Architecture (111)Community (49)Conservation (40)Landscape (34)Heritage (34)design (31)Social (31)Teaching (28)culture (27)Historic (25)

Holding up the past

June 24, 2009 \ Heritage & Conservation
by multiple authors
Holding up the past

Our seminar, ‘Holding up the Past’ revealed the backroom thinking and decision making in relation to listed structures in four of our recent conservation projects. Structural engineers from both Jacobs and Scott Wilson assisted in the presentations.

During work with historic buildings early indepth investigation, research and analysis is required to gain an understanding of how structures and compositions work, what are original elements and what are later additions and alterations, and what are the most significant and sensitive features.

Each case study was presented to discuss a particular detailed element of the works:

• Malcolm Mitchell teamed up with Colin Morrison of Scott Wilson to talk about the urgency of the repairs to the disintegrating roof structure at Kelvinside Hillhead Parish Church following storm damage to the ornamental flèche.

• Justin Fenton spoke about revealing and clarifying the original sequence of rooms at the McManus Galleries, Dundee made more legible by the addition of a contemporary lift and stair tower in the eastern wing.

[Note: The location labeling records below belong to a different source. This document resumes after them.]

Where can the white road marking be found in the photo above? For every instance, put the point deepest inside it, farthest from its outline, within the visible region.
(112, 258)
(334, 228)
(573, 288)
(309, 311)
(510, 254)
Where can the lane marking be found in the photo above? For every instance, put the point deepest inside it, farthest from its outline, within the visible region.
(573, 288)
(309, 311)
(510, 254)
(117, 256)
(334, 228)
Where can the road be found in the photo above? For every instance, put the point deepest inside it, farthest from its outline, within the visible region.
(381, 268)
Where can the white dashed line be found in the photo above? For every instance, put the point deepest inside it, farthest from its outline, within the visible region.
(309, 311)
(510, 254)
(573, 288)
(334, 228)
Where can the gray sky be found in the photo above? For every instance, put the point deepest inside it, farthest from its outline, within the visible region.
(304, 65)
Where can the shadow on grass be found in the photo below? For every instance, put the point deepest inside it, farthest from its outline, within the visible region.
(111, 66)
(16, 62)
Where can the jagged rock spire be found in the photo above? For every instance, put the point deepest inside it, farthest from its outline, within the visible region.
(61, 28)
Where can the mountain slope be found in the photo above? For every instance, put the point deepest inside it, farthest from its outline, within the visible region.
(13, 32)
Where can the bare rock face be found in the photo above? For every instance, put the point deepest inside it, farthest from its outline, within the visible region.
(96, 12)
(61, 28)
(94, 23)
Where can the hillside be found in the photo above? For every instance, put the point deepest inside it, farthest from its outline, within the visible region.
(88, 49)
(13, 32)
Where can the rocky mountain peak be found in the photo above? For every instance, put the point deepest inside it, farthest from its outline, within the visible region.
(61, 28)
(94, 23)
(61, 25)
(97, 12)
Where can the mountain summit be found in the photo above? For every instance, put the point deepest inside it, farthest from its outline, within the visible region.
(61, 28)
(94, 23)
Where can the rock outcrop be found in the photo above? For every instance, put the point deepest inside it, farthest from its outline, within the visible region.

• Alistair King described the reordering of another Gilbert Scott creation at Glasgow University and the work to transform the refectory and kitchens housed in the former library back into a study space for postgraduate research.

• At St Vincent Street Church the big conservation question that Ian Hamilton of Page Park and Stuart Nisbet of Jacobs faced in the roof structure was whether to intervene or leave the under-strength trusses alone and, considering the construction of the trusses, how that intervention could be achieved?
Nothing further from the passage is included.